Breth's direction draws out the Salome-like underlying erotic fascination in a woman who is filled with dark desires and ends up killing the thing she professes to love by having the woman in the cage, the enclosure, joined by a series of men with bird heads and wing attachments in a dance of death. Outbursts of anguished singing are broken up with brief instrumental expressions of lust and fury that are accompanied in the darkness by disorientating strobe lighting that leaves behind a trail of bodies. More than just in the use of the same cage that held the prisoner - the woman likewise a prisoner of fatal unquenchable urges - there are other visual cross-references and correspondences made with Il Prigioniero, notably Georg Nigl playing one of her avian victims and a staircase that offers a descent as much as a way out.
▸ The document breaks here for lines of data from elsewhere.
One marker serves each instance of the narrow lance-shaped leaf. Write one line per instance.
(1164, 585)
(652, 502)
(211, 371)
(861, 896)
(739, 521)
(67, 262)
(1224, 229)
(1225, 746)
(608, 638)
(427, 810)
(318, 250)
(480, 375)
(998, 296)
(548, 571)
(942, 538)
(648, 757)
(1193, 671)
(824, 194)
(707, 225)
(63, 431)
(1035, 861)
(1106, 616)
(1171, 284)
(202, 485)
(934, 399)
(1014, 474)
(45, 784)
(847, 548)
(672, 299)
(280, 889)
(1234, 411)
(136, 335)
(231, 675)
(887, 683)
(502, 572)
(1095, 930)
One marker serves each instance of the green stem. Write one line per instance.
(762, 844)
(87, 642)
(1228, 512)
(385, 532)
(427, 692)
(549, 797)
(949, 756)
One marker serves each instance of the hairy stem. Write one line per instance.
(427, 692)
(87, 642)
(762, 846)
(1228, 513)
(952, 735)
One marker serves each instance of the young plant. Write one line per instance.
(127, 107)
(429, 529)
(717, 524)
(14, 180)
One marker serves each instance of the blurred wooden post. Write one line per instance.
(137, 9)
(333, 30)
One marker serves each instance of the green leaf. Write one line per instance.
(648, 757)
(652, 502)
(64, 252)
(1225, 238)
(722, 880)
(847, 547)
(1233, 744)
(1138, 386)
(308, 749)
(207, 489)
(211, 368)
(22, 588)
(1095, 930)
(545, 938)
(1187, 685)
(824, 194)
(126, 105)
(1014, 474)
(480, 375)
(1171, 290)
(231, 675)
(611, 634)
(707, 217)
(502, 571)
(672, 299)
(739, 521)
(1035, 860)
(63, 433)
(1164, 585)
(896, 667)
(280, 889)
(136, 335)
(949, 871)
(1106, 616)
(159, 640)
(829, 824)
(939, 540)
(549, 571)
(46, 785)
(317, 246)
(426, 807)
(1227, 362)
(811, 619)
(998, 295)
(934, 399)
As explosive as the musical expression is, its fractured structure carrying an underlying tug of lyrical romanticism, a considerable amount of responsibility for carrying the force of the whole of Das Gehege lies with the soprano singing the Frau, the only singing role in the opera. Ángeles Blancas Gulín, already showing stamina and ability to meet the highly pitched demands of the mother in Il Prigioniero, gives another impressive performance here that is electrifying and terrifying, striking that balance between being derangedly in thrall to her passions, but tempering any over-intensity with a seductive lyrical tone. She has to do that while climbing the cage, hanging upside down over the shoulder of one of her paramours or sprawled in one shape or another and somehow never falters a note.